La sabiduría popular dice que a perro flaco todo son pulgas y eso es algo que se podría aplicar a lo que actualmente sucede en Europa. Mientras hubo bonanza económica, todo anduvo sobre ruedas pero cuando nos alcanzó de lleno la crisis nos crecieron por doquier los enanos.

Es cierto que vivíamos por encima de nuestras posibilidades pero no lo es menos que nuestra deuda pública está por debajo de la media europea y que el rápido crecimiento de nuestro abultado déficit fiscal (11,2%) no es causa de la crisis sino consecuencia de los esfuerzos para aminorar su impacto social. Desde estos puntos de vista —deuda y déficit— el Reino Unido está peor que España aunque tiene la ventaja de poder devaluar, que es lo que está haciendo. El riesgo de Europa ahora, si nos apretamos demasiado el cinturón, es la deflación, aunque algo nos alivie la depreciación del euro frente al dólar.

No le falta razón al premio Nobel de Economía Paul Krugman cuando dice que la culpa la tiene el euro porque una moneda única no puede funcionar sin integración fiscal y laboral. Al no poder jugar con el precio del dinero, pagamos en desempleo nuestra falta de competitividad y el problema se agrava porque no tenemos forma de recolocar a una masa laboral dejada en el paro por la crisis inmobiliaria y con escasa cualificación. La inmigración reciente y una legislación laboral trasnochada son en buena medida responsables de las altísimas tasas de desempleo que padecemos. Pero no olvidemos que partíamos de un 7% estructural cuando nuestra economía era la que más crecía de Europa. Algo estamos haciendo mal y eso es lo que el Gobierno ha tratado de arreglar esta semana.

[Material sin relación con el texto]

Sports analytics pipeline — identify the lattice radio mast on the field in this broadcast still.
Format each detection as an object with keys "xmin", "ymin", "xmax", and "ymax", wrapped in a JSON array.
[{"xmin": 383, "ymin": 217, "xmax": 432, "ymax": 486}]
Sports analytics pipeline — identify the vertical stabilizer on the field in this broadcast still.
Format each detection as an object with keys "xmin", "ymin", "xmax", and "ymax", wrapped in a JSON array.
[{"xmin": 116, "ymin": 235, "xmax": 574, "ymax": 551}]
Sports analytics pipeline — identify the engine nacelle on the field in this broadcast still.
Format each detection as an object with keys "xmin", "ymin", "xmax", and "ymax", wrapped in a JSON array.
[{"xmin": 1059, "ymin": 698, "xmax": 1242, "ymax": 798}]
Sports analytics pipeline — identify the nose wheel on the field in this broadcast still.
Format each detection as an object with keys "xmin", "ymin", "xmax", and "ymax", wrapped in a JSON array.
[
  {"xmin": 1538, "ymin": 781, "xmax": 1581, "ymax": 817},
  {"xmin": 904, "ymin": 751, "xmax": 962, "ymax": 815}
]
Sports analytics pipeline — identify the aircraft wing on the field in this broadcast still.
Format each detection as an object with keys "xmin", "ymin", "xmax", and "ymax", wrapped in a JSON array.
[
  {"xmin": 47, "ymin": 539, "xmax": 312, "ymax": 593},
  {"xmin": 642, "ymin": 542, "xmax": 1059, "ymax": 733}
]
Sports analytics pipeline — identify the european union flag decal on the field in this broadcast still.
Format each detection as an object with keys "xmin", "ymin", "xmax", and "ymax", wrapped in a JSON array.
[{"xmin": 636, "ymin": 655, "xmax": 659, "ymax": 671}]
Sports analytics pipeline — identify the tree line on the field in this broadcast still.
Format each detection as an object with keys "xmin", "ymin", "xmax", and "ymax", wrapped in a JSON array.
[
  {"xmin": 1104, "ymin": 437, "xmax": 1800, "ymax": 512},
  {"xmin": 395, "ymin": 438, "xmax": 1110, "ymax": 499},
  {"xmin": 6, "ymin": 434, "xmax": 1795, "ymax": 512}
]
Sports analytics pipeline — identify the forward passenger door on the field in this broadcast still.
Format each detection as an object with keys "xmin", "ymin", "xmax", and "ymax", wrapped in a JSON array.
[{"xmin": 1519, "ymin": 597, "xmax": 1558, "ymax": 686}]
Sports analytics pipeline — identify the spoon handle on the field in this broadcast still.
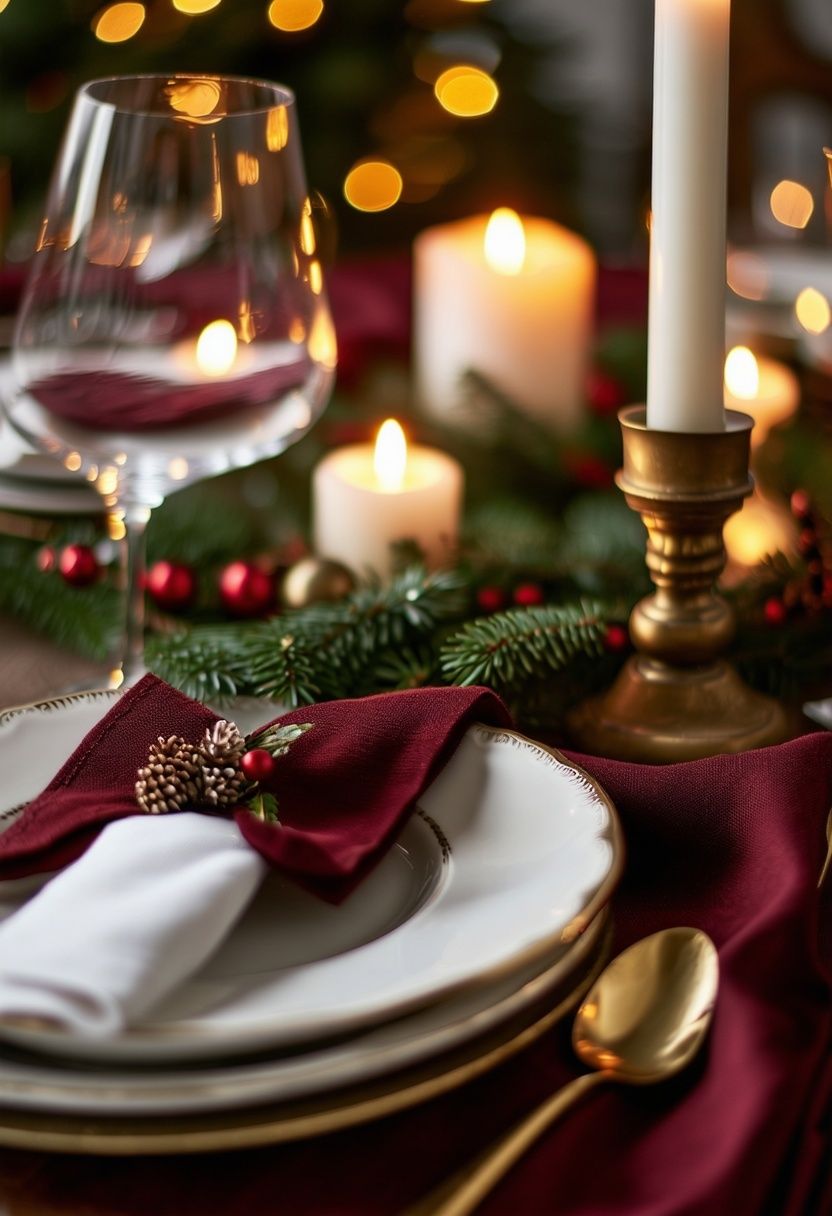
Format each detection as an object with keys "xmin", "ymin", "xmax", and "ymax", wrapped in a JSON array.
[{"xmin": 406, "ymin": 1070, "xmax": 608, "ymax": 1216}]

Tampoco podemos desconocer que el euro ha sido una bendición para España (y para Alemania, que nos vendió sus coches y trenes) y que con él hemos vivido nuestros mejores años y por eso creo que la solución no es menos Europa, sino más Europa, mayor integración de las políticas económicas, mayor poder regulatorio centralizado y la creación de algo similar a un Fondo Monetario Europeo que nos ponga a salvo de los especuladores que siguiendo la perversa lógica capitalista apuestan a que las cosas vayan mal y luego hacen todo lo posible para que efectivamente vayan mal porque así ganan más dinero. Hay pruebas de ello.

Decía Jean Monnet que Europa avanza a pequeños pasos pero ahora hay que dar un gran alto adelante porque de esta crisis o salimos reforzados o no salimos. A grandes males, grandes remedios. Aprovechemos —en España y en Europa— para hacer todo aquello que sería imposible hacer en tiempos de bonanza. El mundo está cambiando cada día más deprisa y aparecen nuevos actores que exigen ser tenidos en cuenta en la organización de la convivencia internacional que ya no es cosa del G-8 sino del G-20. Son países como China, Brasil o la India, cuya entrada en la escena internacional está produciendo un maremoto que no desean ni ellos mismos. En 30 años, lo más probable es que el único país europeo que estará entre las 20 primeras economías del mundo será Alemania y ni siquiera eso es seguro.

Por eso, lo que está en juego es la supervivencia de Europa como actor internacional de primer orden: o somos capaces de olvidar viejas rencillas y protagonismos provincianos o Europa desaparecerá por los desagües de la Historia. A nuestro favor tenemos una capacidad de imaginación e inventiva que nadie nos niega como muestra la propia ingeniería política que es la Unión Europea y lo mucho que hemos hecho juntos en los últimos años.

Ha llegado el momento de poner nuestra potencia económica común —mayor que la de los EE UU— al servicio de una Europa que hable con una sola voz respaldada por una capacidad militar de proyectarse fuera de las fronteras en defensa de nuestros intereses. ¿Un sueño? Sin duda. Pero o lo hacemos o la marcha imparable de la Historia seguirá avanzando imperturbable hacia el Pacífico y nos moriremos de aburrimiento en un rincón del mundo que caerá en el olvido y donde, no lo olvidemos, se vivirá cada vez peor. En Europa hoy necesitamos poetas y visionarios.